Dentro de un laboratorio de biomedicina en el Politécnico de Montreal, los investigadores en batas de laboratorio blancas extraen muestras usando jeringas grandes de una solución naranja burbujeante. Botellas de vidrio cuidadosamente etiquetadas llenas de líquido transparente se sientan al lado de monitores de computadora, donde los científicos analizan anticuerpos producidos por células. En una habitación separada, un gran congelador criogénico contiene tubos de proteínas y células que podrían usarse para crear vacunas y tratamientos. Este laboratorio es parte de un esfuerzo más amplio para preparar a Canadá para futuras pandemias, seis años después del impacto global del brote de COVID-19.
La instalación es central en una iniciativa federal conocida como Ramp Up, que reúne a instituciones de investigación de todo Canadá para abordar las debilidades en las capacidades de biofabricación del país.
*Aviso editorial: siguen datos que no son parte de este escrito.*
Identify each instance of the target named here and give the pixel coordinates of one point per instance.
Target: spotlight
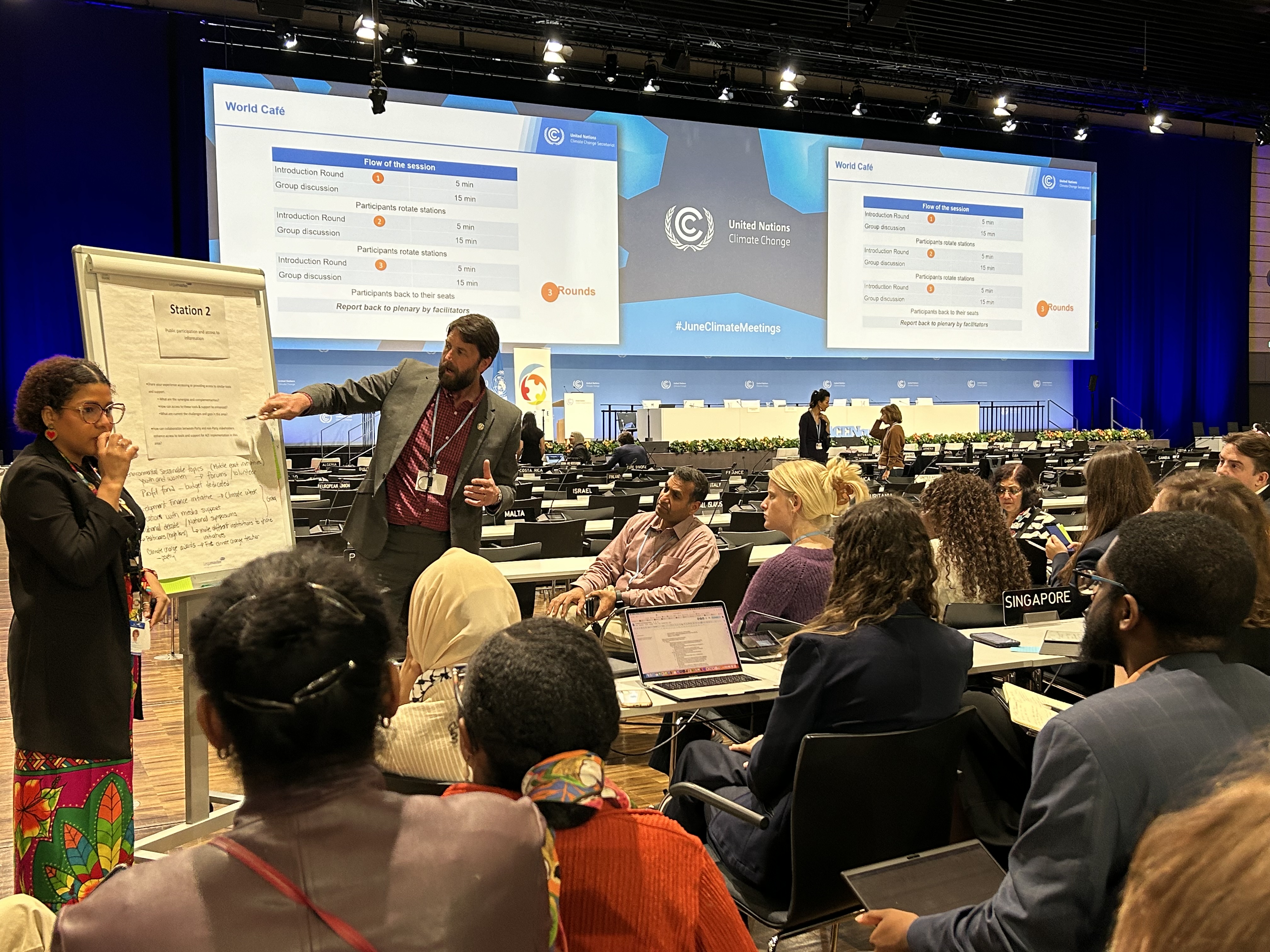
(723, 87)
(556, 51)
(792, 79)
(651, 82)
(408, 54)
(1158, 121)
(288, 37)
(858, 101)
(1003, 107)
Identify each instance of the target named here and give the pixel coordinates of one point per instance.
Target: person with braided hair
(873, 660)
(976, 557)
(293, 655)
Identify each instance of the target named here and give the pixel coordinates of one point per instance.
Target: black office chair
(559, 539)
(728, 581)
(970, 615)
(746, 522)
(770, 537)
(621, 504)
(908, 808)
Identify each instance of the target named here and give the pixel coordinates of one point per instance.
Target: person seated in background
(888, 431)
(1198, 879)
(1238, 506)
(803, 497)
(578, 451)
(293, 654)
(628, 454)
(658, 559)
(1170, 592)
(539, 715)
(873, 660)
(1015, 489)
(458, 602)
(1117, 487)
(975, 552)
(1246, 457)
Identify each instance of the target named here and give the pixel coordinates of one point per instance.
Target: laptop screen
(672, 642)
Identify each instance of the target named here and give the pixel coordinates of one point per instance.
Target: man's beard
(1100, 644)
(455, 381)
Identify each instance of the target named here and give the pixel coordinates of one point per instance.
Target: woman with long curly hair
(1117, 487)
(975, 552)
(873, 660)
(1231, 502)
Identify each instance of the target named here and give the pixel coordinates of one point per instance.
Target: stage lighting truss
(859, 107)
(651, 82)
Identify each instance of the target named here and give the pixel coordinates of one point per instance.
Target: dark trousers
(407, 552)
(710, 766)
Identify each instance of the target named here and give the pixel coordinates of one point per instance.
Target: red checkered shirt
(412, 507)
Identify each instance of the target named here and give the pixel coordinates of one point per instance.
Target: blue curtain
(103, 145)
(1171, 299)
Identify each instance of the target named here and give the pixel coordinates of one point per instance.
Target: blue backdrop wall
(105, 148)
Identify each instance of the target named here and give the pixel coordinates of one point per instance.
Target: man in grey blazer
(440, 429)
(1170, 589)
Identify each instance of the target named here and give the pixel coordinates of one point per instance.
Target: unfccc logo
(683, 231)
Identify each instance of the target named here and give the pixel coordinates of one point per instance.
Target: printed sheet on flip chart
(210, 482)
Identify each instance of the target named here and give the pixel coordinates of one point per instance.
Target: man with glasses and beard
(445, 455)
(1168, 594)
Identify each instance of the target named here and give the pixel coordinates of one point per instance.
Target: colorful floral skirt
(72, 823)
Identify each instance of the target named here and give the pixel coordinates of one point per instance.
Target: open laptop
(933, 881)
(686, 652)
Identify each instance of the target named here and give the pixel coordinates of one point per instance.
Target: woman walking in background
(891, 455)
(78, 587)
(813, 429)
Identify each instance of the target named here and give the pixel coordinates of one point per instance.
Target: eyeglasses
(92, 413)
(1086, 575)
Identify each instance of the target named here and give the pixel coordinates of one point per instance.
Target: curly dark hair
(882, 558)
(1021, 475)
(539, 688)
(976, 546)
(1117, 488)
(268, 634)
(53, 382)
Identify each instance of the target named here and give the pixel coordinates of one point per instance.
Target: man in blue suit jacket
(1173, 588)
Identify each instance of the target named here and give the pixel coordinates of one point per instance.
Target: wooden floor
(158, 782)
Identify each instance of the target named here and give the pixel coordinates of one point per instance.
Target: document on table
(191, 412)
(1028, 709)
(191, 326)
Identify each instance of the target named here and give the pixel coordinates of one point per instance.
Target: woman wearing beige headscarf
(458, 602)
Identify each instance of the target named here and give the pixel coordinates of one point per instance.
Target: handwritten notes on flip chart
(191, 326)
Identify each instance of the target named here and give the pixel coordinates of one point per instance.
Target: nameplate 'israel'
(1028, 601)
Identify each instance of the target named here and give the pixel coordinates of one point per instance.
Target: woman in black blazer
(813, 429)
(79, 588)
(874, 660)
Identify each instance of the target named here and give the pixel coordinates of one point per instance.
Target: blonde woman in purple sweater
(803, 497)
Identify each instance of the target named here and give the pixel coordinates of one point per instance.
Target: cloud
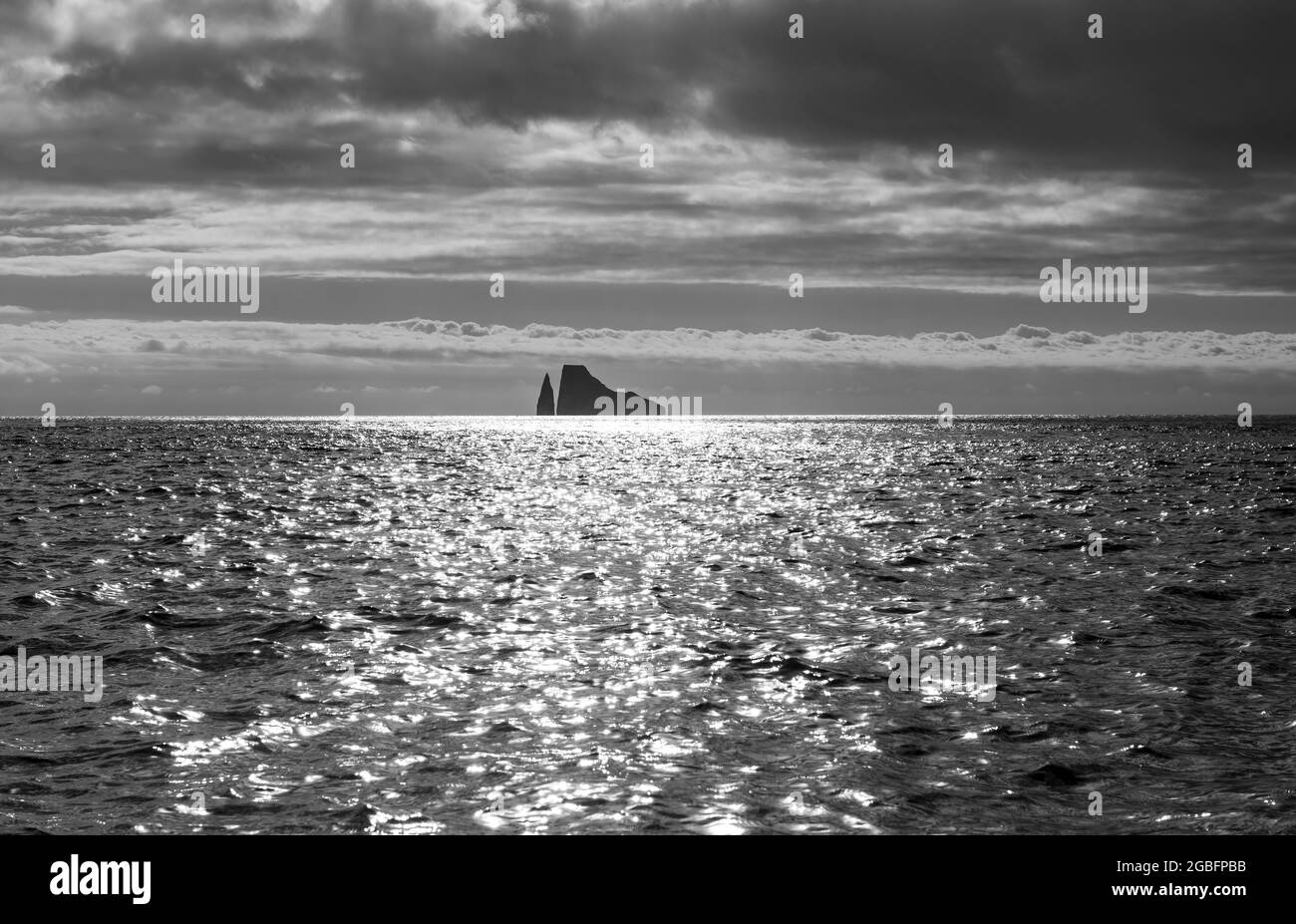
(814, 155)
(403, 349)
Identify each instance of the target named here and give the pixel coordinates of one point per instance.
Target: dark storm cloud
(774, 154)
(1169, 86)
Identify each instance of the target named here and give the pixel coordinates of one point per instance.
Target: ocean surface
(573, 625)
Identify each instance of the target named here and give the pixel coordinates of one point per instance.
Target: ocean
(578, 625)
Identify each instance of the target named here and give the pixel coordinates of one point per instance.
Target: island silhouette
(579, 393)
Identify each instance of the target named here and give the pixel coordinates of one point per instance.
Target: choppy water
(608, 626)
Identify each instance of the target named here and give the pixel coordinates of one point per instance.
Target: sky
(522, 155)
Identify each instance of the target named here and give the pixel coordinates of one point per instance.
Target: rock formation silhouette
(544, 405)
(578, 392)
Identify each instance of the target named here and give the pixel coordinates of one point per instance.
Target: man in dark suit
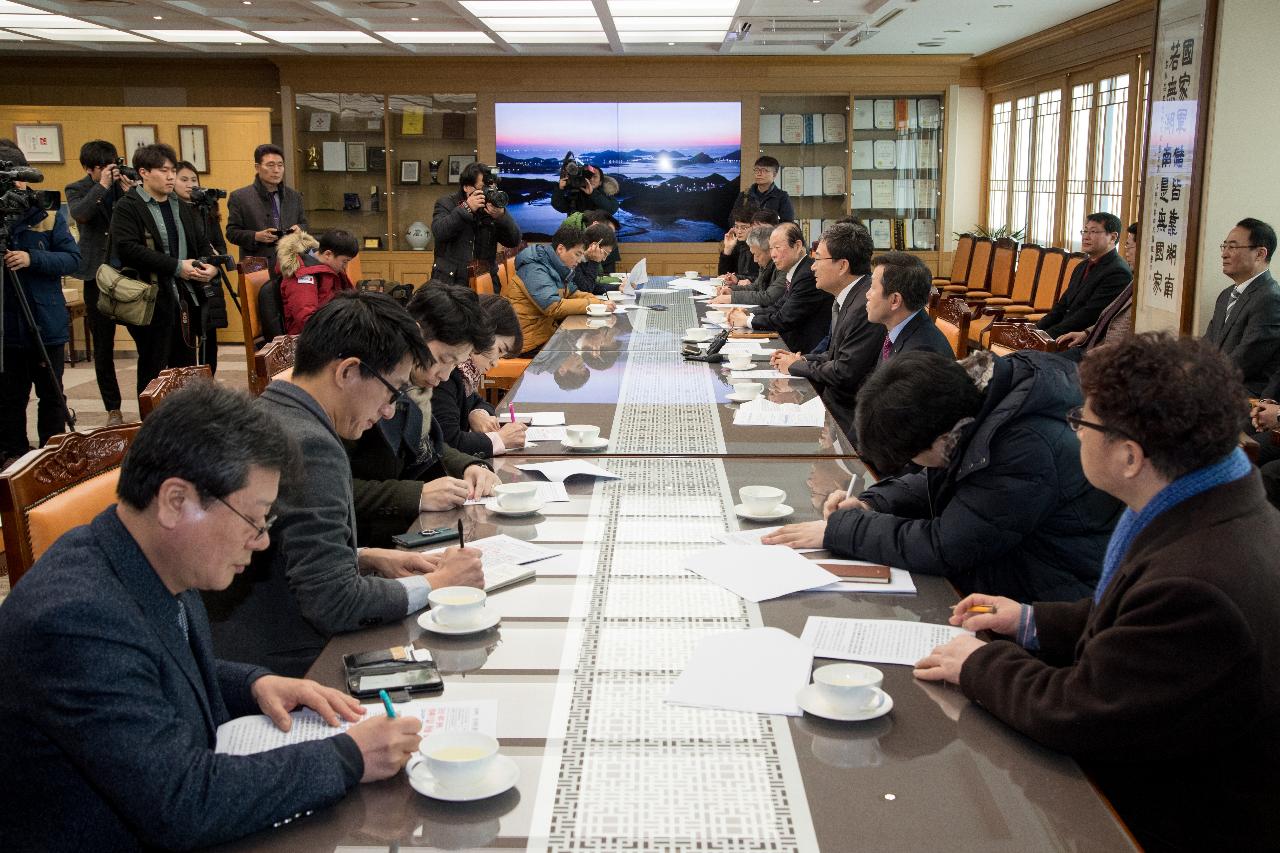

El investigador principal Gregory De Crescenzo enfatizó que, si bien es imposible predecir el momento y la naturaleza de la próxima pandemia, la preparación es esencial.
Señaló que el programa Ramp Up busca acelerar el desarrollo de vacunas y biomédicos, al tiempo que proporciona capacitación práctica a los estudiantes. Aunque el laboratorio se centra principalmente en virus como la gripe y la gripe aviar, su investigación tiene amplias aplicaciones, lo que podría ayudar en el tratamiento de una variedad de enfermedades. La iniciativa también tiene como objetivo aprender de los fracasos anteriores, especialmente durante las primeras etapas de la crisis de COVID-19, cuando faltó la coordinación entre los organismos gubernamentales, las instituciones académicas y los actores de la industria. Uno de los principales desafíos identificados por Ramp Up es la capacidad limitada del país para producir vacunas a gran escala.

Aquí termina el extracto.